Aku tersenyum bahagia, dia masih mengingat namaku meski puluhan purnama terlewati, meski luka yang aku torehkan untuknya. Aku beranikan diri melangkah mendekatinya, rasanya begitu rindu dan terharu bisa bertemu dengannya. Aku belum sempat meminta maaf padanya dulu.
"Senang bisa bertemu lagi dengan kamu, setelah lima tahun tanpa kabar darimu. Apa kabar?" tanyaku mengulurkan tangan.
Zahra menatap tanganku, lalu ia tersenyum dan menangkupkan kedua tangannya di depan dada.
"Alhamdulillah, sayangnya aku tidak senang bertemu dengan Mas. Permisi."
"Zahra, tunggu."
Aku menahan kepergiannya, rasanya sayang terlewatkan begitu saja. Aku harus bisa menggunakan kesempatan ini dengan baik. Aku merasa besar hati melihat langkahnya terhenti.
"Apakah study mu di Turki sudah selesai?" tanyaku.
Zahra membalikan badannya, menatapku dalam hingga aku merasa tak enak.
"Obat sakit hatiku adalah ilmu, jadi saat aku sakit hati dan kecewa karena dicampakkan begitu saja, maka aku mencari obat itu meski harus jauh dari kedua orang tuaku setidaknya mereka tak akan melihatku menangis setiap malam karena sakit hati ini."
Aku langsung merasa tak enak hati, ucapannya sungguh mengena ke dalam jiwa, aku tahu itu adalah ucapan sindiran untukku. Ya, untukku lelaki yang membuatnya harus jauh-jauh mencari obat sakit hati.
"Zahra, soal itu…."
"Maaf, saya buru-buru. Semoga Mas Raihan bahagia selalu bersama istrinya."

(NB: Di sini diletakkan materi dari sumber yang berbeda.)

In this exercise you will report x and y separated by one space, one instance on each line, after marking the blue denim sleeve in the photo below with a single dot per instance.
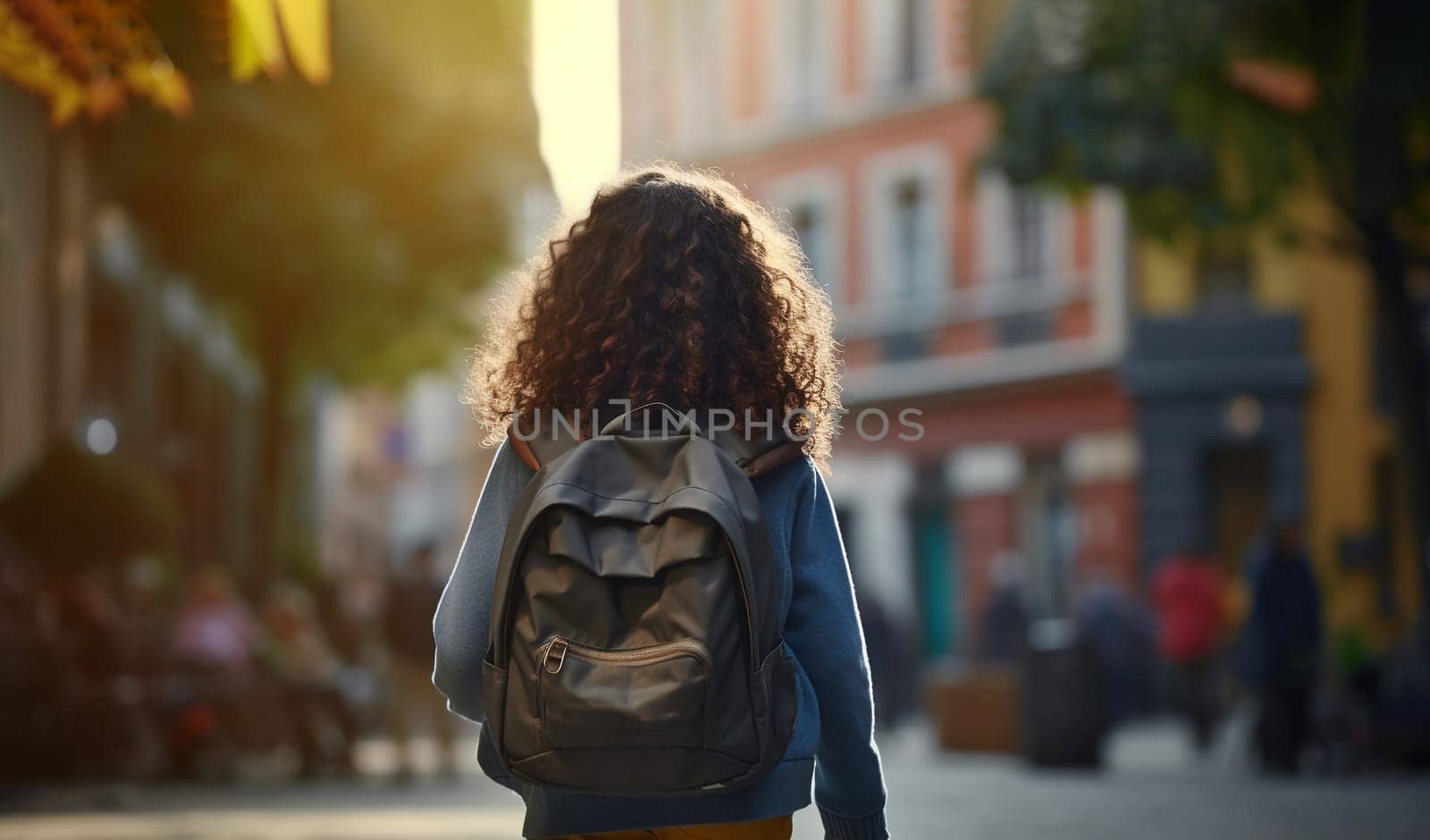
461 625
824 633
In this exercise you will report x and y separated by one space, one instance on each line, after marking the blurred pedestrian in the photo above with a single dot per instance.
1005 627
412 601
1284 644
1117 627
214 629
1187 592
307 670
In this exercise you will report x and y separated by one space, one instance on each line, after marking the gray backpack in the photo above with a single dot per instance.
636 634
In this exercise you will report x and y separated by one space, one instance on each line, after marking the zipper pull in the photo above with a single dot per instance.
555 656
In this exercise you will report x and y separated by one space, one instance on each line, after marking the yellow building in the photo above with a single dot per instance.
1255 370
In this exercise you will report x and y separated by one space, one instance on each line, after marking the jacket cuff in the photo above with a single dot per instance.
870 827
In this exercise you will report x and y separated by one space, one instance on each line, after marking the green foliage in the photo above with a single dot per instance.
1141 95
75 508
338 222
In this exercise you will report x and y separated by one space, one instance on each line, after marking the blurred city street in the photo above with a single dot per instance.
1151 783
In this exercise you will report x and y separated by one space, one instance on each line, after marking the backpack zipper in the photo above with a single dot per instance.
555 651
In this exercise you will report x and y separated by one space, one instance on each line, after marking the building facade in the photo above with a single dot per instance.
1258 398
994 313
102 348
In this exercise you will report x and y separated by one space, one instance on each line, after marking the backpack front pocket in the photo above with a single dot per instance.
628 697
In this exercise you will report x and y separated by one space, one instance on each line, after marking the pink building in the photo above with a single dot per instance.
997 312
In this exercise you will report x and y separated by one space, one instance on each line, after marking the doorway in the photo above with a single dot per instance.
1237 501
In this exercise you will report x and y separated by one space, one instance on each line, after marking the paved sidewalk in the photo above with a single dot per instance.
1153 787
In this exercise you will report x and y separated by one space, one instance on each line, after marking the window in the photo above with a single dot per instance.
903 45
812 207
812 233
912 257
1224 276
907 260
1029 226
912 53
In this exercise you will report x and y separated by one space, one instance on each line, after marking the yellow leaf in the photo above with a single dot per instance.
305 29
254 40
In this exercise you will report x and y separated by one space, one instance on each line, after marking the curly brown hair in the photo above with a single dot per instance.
674 288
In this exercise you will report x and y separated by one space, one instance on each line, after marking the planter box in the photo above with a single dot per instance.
976 711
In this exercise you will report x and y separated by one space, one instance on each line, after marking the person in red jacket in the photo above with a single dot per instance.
1187 592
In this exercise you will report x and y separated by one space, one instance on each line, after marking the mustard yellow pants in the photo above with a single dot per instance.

Zahra pergi begitu saja, meski sudah kupanggil tapi masih terus saja berjalan tanpa memperdulikan panggilanku.
Aku menghela napas berat, ingin mengejarnya tapi rekan kerja menunggu di meja makan hingga akhirnya memutuskan kembali menghampiri mereka.
Di perjalanan pulang, aku terus terbayang soal Zahra. Perempuan itu, ah kenapa begitu sulit untuk melupakannya. Namaku Raihan, aku lelaki beristri dengan usia tiga puluh tahun. Aku baru menikah lima tahun dengan seorang perempuan yang berhasil aku cintai dengan tertatih dan entah sejak kapan perasaan itu mulai tumbuh.
Sebelum menikah, aku sedang menjalin hubungan serius dengan seorang perempuan bernama Zahra Khaura, dia adalah kakak kelas adikku, Hanifa. Aku bertemu dengannya saat menjemput Hanifa, terpesona dan jatuh cinta pada pandangan pertama. Usia kamu terpaut tiga tahun saja, saat itu aku sedang menjadi mahasiswa sedangkan dia duduk di kelas tiga SMA, aku sering antar dan jemput Hanifa hingga berhasil dekat dengannya, hubungan kami kian dekat setelah dia memutuskan kuliah di tempat yang sama denganku.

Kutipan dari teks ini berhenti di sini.